Los Angeles Mayor Eric Garcetti addressed the reallocation of funds from the Los Angeles Police Department and the city’s handling of COVID-19 at the Aug. 1 meeting of the Los Angeles Neighborhood Council Coalition, which was held via Zoom.
“This is the toughest budget year, obviously, in all of our collective history,” Garcetti said.
The city has a $10.53 billion budget, but it will need to make more than a billion dollars in cuts. The budget increased from last year by 1.7%, but in a typical year, the budget increases by 5 to 6%, he said.
The city has built up a reserve fund twice as big as it was before the 2008 recession; because of this, the city won’t cut any services. Instead, employees will be offered early retirement incentives.
A few months ago, the city’s budget process was widely expected to provide increased funding to the Los Angeles Police Department. But that changed on May 25, when a Minneapolis police officer killed a black man named George Floyd by kneeling on his neck for almost nine minutes. During the worldwide demonstrations that followed — including many in Southern California — many protesters found common ground in a call to “defund the police.” The slogan means different things to different people, but the short-term upshot is that LAPD is facing a $150 million reduction in its budget. That money, plus money from other areas of the city budget totaling between $350 million to $500 million, will be redistributed to communities of people of color, crime prevention and intervention programs and addressing racial injustice, Garcetti said, adding that this redistribution of funds will reduce the workload of police. The mayor emphasized that this will be done “intelligently.”
“I’m not a ‘defund the police.’” Garcetti said. “I don’t know what that means. Three people probably will give you three answers. To me, as a budget guy, that means get rid of budget allocation 100%. And I don’t think that that’s a responsible way forward, nor a good model to keep our community safe.”
However, Garcetti mentioned that the city recently passed reforms to the Los Angeles Board of Police Commissioners, without opposition from the Los Angeles Police Protective League.
He also said that the city has reduced police fatalities by 45% in the past four years and is 82nd out of a hundred per capita in terms of police killings.
“I want to keep driving that number even further down while helping our police officers, who right now, quite frankly, their morale is low,” Garcetti said. “We need to find ways to re-humanize each other.”
This includes the way police treat communities of color.
“It doesn’t matter, as [Councilman] Marqueece Harris-Dawson and others have said, what rank you have or title you have, you experience what still is wrong with policing, with traffic stops and other things that still have a bias,” Garcetti said.
Garcetti pointed to the killing of Floyd by Minneapolis police as one of the extreme cases of police misuse of power.
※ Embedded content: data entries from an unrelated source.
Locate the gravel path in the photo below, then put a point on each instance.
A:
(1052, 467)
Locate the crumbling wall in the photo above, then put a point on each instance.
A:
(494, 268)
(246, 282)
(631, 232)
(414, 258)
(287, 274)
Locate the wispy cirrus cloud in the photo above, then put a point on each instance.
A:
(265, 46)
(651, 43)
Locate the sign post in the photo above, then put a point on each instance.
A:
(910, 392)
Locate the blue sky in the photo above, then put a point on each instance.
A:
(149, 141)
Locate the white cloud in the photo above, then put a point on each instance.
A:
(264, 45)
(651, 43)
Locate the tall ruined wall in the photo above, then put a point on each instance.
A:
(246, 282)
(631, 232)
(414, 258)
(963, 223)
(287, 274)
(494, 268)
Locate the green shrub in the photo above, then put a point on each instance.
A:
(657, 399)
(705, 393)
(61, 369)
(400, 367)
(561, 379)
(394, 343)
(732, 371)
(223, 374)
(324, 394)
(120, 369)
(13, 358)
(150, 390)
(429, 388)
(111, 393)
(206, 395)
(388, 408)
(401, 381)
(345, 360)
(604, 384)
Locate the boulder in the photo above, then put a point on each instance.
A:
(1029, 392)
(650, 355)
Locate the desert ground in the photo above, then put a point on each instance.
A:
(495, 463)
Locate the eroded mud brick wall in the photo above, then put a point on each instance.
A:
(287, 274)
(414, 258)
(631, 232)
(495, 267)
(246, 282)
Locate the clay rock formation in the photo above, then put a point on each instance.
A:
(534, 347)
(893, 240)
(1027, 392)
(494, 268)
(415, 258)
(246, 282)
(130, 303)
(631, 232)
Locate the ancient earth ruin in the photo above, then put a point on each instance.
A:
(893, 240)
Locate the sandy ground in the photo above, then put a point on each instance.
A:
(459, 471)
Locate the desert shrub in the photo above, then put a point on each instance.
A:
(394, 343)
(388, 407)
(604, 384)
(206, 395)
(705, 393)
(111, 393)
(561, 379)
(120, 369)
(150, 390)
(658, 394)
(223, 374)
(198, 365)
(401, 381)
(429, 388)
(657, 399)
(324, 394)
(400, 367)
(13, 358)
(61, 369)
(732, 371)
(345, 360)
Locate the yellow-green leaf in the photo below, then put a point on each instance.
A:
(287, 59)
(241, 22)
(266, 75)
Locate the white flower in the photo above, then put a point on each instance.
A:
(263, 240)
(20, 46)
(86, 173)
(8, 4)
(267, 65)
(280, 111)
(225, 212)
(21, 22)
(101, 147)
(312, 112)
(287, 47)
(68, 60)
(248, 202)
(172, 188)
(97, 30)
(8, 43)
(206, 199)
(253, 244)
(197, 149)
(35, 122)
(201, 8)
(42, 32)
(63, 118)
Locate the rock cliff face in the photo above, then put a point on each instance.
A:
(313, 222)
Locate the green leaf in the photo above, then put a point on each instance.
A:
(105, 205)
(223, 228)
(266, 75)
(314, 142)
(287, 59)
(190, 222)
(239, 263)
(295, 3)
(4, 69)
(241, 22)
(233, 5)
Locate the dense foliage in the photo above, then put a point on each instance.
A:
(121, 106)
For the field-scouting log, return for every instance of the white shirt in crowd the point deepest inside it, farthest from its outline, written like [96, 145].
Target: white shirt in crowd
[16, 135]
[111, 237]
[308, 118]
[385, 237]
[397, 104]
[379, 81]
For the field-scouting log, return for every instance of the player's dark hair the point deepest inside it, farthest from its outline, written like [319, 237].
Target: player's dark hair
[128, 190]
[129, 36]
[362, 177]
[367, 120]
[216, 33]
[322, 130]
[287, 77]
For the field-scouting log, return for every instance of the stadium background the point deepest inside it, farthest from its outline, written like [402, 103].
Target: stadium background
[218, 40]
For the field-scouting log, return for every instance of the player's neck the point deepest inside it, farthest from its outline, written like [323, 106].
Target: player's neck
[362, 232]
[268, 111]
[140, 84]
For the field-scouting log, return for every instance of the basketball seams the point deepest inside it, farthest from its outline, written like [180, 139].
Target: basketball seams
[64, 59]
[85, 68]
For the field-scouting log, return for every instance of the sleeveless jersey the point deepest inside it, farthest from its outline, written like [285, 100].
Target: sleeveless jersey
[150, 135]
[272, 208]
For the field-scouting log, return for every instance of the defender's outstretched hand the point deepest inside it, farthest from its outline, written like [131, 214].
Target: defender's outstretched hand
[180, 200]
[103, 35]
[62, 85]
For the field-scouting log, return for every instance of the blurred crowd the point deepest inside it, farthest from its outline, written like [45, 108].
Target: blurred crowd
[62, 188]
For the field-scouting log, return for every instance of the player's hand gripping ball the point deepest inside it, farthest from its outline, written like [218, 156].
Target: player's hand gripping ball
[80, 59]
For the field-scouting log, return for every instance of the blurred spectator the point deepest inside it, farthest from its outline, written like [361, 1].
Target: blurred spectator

However, Garcetti also said there are police who are heroes and used the example of Juan Diaz, an off-duty police officer who was shot by a tagger.
“People who want to say that there’s no agenda for police reform are wrong,” Garcetti said. “And anybody who would say that our police officers are across-the-board bad people and that everywhere there’s a culture only of oppression and not of help, they’re wrong as well.”
Changes to be implemented in the LAPD include de-escalation training and implicit bias training, as well as crowd control training.
On the topic of COVID-19 testing, Garcetti reported that the city has invested money but said he does not believe people will be able to fully go back to school or work without a different testing paradigm. Because of this, he is looking into paper strip testing with the Rockefeller Foundation, the U.S. Conference of Mayors and the National Governors Association.
“It’s very early,” Garcetti said. “We’ll see what happens. But this is an example of LA leading and trying to kind of fail forward and hopefully succeed forward.”
The paper strip tests are significantly cheaper, as they are $1 to $5, as opposed to the $100 to $200 the city is paying for the current tests. However, they are only 50% as sensitive.
“They don’t catch as much as the tests we do every day,” Garcetti said. “But the places we catch those people are usually after they’re infectious and they still have some viral load in them, but not an infectious one. So, I think even though this is 50% as sensitive, it’s probably 80 to 90% of what we need.”
Garcetti said that because these strips are cheaper, they could be used on students every day. He also suggested using them on important populations and potentially lowering the curve of COVID-19 within two or three days instead of three or four weeks. He did not explain how testing itself would lower the curve.
Garcetti also acknowledged that this is brand new technology and that the United States did not have the manufacturing capability for it yet — but he was planning to speak with other cities and co-finance it with them.
Garcetti said that this plan was not public and it is still probably a couple months away.
Garcetti said that one of the frustrations with COVID-19 was that it was a novel coronavirus — meaning that there is no clear roadmap to deal with it.
“We are seeing it act in ways that no coronavirus has before,” Garcetti said. “As such, we’re having to learn how to respond to it each day.”